Quatuor is not a very easy word to say in French. Probably why it caught my attention.
I just loved that word all by itself. – the u and the o a bit of a tongue twister for me, the non-native French speaker. And in my mind, twisting letters around- because the line preceding it… used the word tour. “Ces réflexions avaient pris un tour un peu particulier. OR “These reflections had taken a somewhat particular turn.”
And then my thoughts started taking a turn that was a bit particular. It started with a question, no surprise.
Could Martin and Martine be part of a quartet? But I had no idea how. Or what Moors had to do with it. Or blacksmiths, for that matter.
I did some swift Wikipedia reading about the Moors and the Crusades, about a Moor wielding a hammer to face Charles Martel in the battle of Tours. I knew as well that there was a Persian influence answering to the dialogue taking place between Swann and young Marcel. But I didn’t find anything relevant, at least to serve my purposes. I kind of gave up looking after a point.
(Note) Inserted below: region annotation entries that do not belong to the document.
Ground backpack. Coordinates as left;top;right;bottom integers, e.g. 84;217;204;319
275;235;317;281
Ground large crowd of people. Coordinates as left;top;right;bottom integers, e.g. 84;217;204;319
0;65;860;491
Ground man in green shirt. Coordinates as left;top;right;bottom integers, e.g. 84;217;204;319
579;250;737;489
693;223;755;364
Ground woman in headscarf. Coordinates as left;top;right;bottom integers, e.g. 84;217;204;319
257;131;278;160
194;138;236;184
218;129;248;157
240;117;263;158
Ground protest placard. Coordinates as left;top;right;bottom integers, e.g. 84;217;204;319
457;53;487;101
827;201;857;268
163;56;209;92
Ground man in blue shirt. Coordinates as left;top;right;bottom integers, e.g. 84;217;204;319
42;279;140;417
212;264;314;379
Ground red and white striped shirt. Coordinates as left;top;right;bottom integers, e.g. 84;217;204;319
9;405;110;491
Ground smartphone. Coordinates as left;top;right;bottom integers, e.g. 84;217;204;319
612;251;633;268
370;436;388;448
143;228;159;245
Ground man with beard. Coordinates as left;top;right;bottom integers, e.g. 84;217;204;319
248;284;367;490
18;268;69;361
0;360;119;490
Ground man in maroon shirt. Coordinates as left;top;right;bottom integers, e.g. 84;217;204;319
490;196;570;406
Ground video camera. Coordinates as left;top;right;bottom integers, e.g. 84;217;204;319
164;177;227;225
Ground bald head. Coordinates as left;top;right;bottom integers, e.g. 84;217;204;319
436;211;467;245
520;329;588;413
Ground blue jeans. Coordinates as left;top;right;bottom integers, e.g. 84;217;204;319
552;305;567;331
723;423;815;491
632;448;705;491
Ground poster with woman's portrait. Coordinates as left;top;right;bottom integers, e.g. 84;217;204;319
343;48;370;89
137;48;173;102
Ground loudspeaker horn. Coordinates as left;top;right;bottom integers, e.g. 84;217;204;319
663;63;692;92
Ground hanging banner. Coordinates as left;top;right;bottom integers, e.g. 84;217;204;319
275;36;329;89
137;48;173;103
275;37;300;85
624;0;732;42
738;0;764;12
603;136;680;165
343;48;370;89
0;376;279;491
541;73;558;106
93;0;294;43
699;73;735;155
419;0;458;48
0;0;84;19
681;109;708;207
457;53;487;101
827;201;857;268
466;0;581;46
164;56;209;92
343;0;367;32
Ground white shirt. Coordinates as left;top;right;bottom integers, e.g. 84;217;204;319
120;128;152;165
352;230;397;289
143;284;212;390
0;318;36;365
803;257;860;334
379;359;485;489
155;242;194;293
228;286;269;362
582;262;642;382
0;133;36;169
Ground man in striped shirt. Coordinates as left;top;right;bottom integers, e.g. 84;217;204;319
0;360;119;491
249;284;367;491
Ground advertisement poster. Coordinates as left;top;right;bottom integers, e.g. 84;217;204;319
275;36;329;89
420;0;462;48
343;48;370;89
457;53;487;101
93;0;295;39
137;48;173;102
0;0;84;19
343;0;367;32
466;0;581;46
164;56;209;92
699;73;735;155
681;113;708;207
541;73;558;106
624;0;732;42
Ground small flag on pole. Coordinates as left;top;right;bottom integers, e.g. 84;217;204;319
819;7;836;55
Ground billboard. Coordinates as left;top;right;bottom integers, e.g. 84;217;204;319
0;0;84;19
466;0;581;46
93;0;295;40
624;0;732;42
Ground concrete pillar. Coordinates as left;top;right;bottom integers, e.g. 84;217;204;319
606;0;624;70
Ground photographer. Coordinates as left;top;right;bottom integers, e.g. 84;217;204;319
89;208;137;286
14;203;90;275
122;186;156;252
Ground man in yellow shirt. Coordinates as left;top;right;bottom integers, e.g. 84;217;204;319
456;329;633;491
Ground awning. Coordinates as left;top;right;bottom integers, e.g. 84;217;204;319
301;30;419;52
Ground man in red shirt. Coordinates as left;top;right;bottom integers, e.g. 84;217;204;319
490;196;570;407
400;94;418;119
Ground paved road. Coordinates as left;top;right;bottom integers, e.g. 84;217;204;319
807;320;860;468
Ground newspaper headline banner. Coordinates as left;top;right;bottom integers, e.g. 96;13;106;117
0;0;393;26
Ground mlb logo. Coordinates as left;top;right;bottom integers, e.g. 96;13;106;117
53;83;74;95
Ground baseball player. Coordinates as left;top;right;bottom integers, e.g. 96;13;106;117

About a year or two later, bored I guess, and frankly super frustrated that I was missing something- I just knew I was- for some reason I plugged in the search terms ‘Moors Clocktower ‘ or ‘Moors Giant’ or ‘Moors jacquemart’- I can’t remember exactly what. And up popped this.
I was blown away.
But I felt stupid. I’d been to Venice before, but did not remember much other than our hotel flooding. It was November, and we came down in the morning to get our coffee and the entire entry was filled with water. I’m sure I heard the clocktower, but did I look up? Study it? Remember it? No.
No clue about the most famous clocktower sporting two Moors was located in Venice, on St. Mark’s Square, dating back to 1499. Two giants- one young, one old, shepherds both- strike the hours with hammers. Though not Moors, they came to be referred to as such because, years passing, their bronze skin developed a dark patina.
If you’re new to Proust, you probably haven’t yet read the very last sentence of the very last volume of ISOLT. Here it is:
So, if I were given long enough to accomplish my work, I should not fail, even if the effect were to make them resemble monsters, to describe men as occupying so considerable a place, compared with the restricted place which is reserved for them in space, a place on the contrary prolonged past measure, for simultaneously, like giants plunged into the years, they touch the distant epochs through which they have lived, between which so many days have come to range themselves – in Time.”
Did you get that? Here was a sentence literally referred to giants standing on a small pedestal, between them Time itself, a clock.
Were Martin and Martine one part of a quartet? Two Moors in Cambrai and two Moors in Venice. The quatuor. And I just loved the contrast from one clocktower to the other, and one town to the other- such a clear path from beginning to end. From the domestic village of Combray to the grandest drawing room of Europe, The Moors Tower in Venice and the Moors Tower in Cambrai – from the humble beginnings in his room in Combray to the ending point in the city of Venice.
The wooden figurines of Martin and Martine on the clocktower in Combray couldn’t possibly have presided over the ending of the Recherche, and yet their ‘presence,’ if in fact the rivalry pointed to these giants in Cambrai, would perfectly suit the beginning. And the Moors in Venice – an older and a younger man both in sheepskin tunics resembling skirts and sculpted in bronze- their skin ‘used’ – call to mind a Char-lus -( skin and sun) and a Jupien. (Jupe, skirt), and an author referring to two men (and not a couple) – sharing a spot in history. What really moved me was the image of a young man and an older man sharing the narrow stage- highlighting the passage of time poignantly.